This semester, the seminar Interactions between Symplectic Geometry, Combinatorics, and Number Theory will discuss the foundations of Ehrhart theory and its connections to Number Theory, in particular Dedekind sums.
Graduate students, postdocs and professors interested in attending will be encouraged to give explanatory talks that are suitable to an audience with diverse background.
From time to time we will also invite external speakers to give more advanced/research talks on topics related to those covered in this seminar.

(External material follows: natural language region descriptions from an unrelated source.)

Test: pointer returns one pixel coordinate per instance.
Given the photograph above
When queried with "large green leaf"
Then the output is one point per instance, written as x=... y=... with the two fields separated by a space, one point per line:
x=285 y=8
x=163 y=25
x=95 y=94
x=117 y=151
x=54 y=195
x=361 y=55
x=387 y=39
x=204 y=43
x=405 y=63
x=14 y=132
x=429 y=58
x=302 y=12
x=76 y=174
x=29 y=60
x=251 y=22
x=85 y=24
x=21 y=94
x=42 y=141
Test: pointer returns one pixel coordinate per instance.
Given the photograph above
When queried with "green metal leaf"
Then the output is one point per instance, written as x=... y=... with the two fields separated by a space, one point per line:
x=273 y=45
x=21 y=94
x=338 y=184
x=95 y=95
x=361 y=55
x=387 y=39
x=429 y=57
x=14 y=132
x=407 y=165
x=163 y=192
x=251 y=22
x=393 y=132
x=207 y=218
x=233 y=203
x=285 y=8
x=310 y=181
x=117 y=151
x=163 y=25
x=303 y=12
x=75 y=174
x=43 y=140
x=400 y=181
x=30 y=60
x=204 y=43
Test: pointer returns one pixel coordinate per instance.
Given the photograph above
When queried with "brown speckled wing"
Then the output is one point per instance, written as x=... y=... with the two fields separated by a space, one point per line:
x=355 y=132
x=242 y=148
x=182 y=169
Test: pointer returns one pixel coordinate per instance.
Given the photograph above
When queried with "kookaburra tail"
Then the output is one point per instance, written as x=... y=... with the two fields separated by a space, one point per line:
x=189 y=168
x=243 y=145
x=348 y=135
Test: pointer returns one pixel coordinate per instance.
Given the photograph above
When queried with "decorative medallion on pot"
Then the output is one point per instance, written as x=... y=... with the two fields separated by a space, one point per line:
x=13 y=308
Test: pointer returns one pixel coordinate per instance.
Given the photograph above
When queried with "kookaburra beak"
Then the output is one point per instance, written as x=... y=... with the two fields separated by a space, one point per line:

|08.05.||Milena Pabiniak||Restricted partition functions (Sections 1.2 and 1.3 of [BR])|
|15.05.||Frederik von Heymann||Restricted partition functions II (Sections 1.5 and (partly) 7.2 and 8.2 of [BR])|
|22.05.||Michael H. Mertens||(a) Dedekind sums in Number Theory ([R])|
|(b) Counting lattice points in special polytopes (Sections 2.2-2.4 of [BR])|
|29.05.||Milena Pabiniak||Euler's generating function for rational polytopes (Section 2.8 of [BR])|
|05.06.||Pentecost (no seminar)|
|12.06.||Valentin Rappel||Ehrhart's theorem (Sections 3.2 and 3.3 of [BR])|
|26.06.||Lara Bossinger||Background on toric varieties|
|03.07.||Milena Pabiniak||The Todd class of simplicial toric varieties|
|10.07.||Isabelle Charton||Integral points in polytopes and sections of line bundles|